Green vegetables boost heart health
Three new studies have found that the chemical nitrate is what makes green vegetables boost your heart health and help prevent conditions like diabetes and obesity.
In the first study, scientists from the University of Cambridge and the University of Southampton in the U.K. determined that eating nitrate-rich vegetables caused the body to reduce promotion of the hormone erythropoietin, which regulates red blood cell count in the body. The findings, published in The FASEB Journal, suggest that eating nitrate-rich vegetables could lower blood thickness, and that can help reduce risk of stroke or heart attack.
The second bit of research was an animal study in which scientists increased blood cell count in rats by exposing them to high altitudes. When the rats were fed a diet with nitrate, researchers found that they were better protected against heart and circulatory conditions than were rats that were not fed any nitrate. The findings, published in The Journal of Physiology, also showed that nitrate may help improve blood flow and protect heart cells.

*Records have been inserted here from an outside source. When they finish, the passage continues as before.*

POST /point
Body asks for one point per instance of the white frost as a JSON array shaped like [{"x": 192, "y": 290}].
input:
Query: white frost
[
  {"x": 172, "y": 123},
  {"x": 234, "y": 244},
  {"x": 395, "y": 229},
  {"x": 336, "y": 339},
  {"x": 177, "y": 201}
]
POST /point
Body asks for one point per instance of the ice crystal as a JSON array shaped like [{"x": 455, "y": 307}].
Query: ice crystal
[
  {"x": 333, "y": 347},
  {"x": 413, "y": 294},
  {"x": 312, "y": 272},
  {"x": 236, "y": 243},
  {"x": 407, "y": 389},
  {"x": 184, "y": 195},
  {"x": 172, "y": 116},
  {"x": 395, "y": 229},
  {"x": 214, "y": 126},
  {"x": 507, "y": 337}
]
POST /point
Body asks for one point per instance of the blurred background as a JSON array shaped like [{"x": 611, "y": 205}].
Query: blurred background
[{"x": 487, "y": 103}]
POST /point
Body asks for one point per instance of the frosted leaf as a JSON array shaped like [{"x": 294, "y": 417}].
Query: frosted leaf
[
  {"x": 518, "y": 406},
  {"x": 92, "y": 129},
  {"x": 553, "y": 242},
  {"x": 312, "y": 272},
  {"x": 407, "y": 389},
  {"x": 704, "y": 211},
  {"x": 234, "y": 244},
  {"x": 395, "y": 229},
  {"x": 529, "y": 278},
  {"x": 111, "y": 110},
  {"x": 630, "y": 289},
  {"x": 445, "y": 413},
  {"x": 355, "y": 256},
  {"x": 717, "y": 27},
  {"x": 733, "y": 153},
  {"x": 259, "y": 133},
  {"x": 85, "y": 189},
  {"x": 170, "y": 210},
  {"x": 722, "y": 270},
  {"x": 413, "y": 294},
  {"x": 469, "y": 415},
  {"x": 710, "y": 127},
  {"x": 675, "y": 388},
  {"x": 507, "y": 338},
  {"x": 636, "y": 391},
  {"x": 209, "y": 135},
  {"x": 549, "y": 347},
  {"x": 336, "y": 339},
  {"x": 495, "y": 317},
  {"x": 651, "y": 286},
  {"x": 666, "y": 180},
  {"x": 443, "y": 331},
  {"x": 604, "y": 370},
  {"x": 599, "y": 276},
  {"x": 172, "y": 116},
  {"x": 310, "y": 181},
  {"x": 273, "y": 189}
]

In the third study, scientists demonstrated that nitrate also possesses the ability to convert harmful white fat cells into beige fat cells. These beige cells, researchers said, are similar to brown fat cells, which have been linked to reduced risk of obesity and diabetes.
The cumulative findings of these studies make a strong case that adding nitrate into a person's diet--particularly in the form of green vegetables--could help protect against an array of conditions.